1.5 Gal Stainless Steel (SS) Vacuum Chamber + W-SlickVacSeal | eBay

A friend has a piston style vacuum pump I'm going to borrow. Am going to figure out how to set the chamber on to a base which vibrates.. looking forward to trying it out. I think I will start with some cheap varnish, and a transformer I don't really need.

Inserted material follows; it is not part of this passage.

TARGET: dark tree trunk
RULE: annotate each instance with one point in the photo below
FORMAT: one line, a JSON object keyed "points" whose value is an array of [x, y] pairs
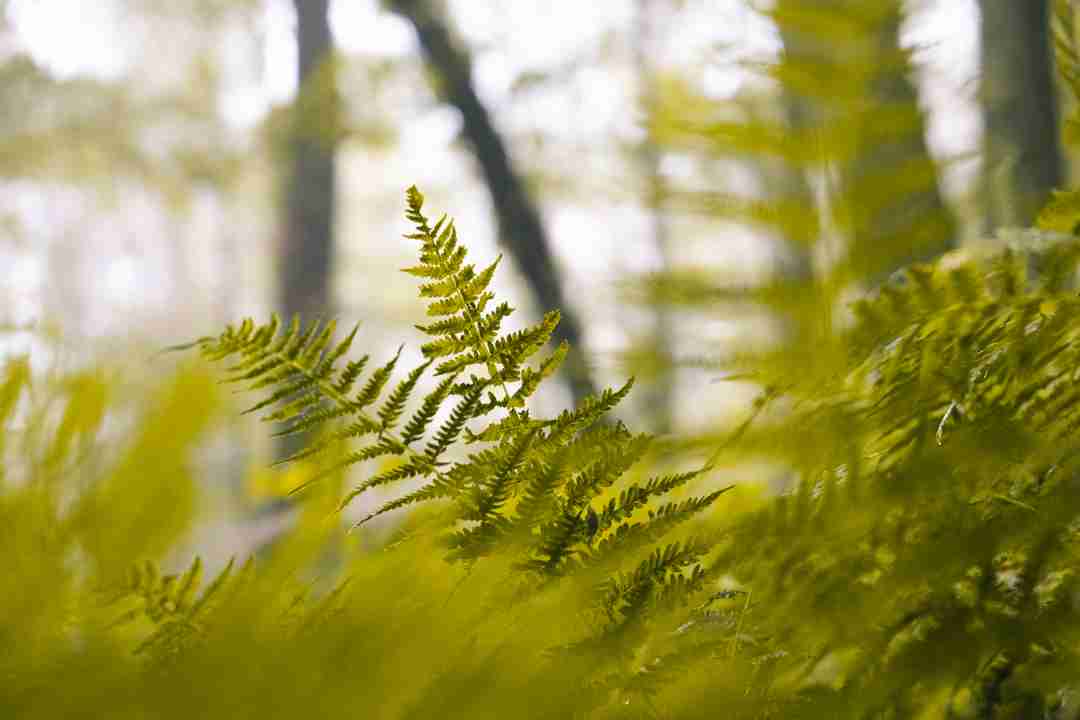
{"points": [[1022, 153], [307, 250], [521, 228], [896, 209], [308, 245], [859, 94]]}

Am going to get a used toaster oven to use for heating the transformers.
 
A very reasonable price for a vacuum chamber.
The problem will be the weight of the chamber+resin+transformer. You cannot just support it on a bass speaker. I cannot recall if we had a rotation element with an eccentricity and simply regulated the rotation speed. 30 years is a long time for such details.
Do some cheap experiments for a start to get some feeling with the procedure.
Good luck,
 
I was thinking to mount it on a resonant box made out of, say, 1/2" plywood, clamp the chamber firmly to the box, and mount a 10" speaker directly under the chamber. Then just drive the speaker to maximum excursion with a powerful amplifier.

I do like the idea of a motor though, that would be a lot easier, say use a fan motor with an eccentric weight mounted on the shaft, and power it with a dimmer switch. I can probably throw something functional together out of junk parts.

Thanks for all the advice, this is the sort of thing which makes me very happy I have the internet to fall back on!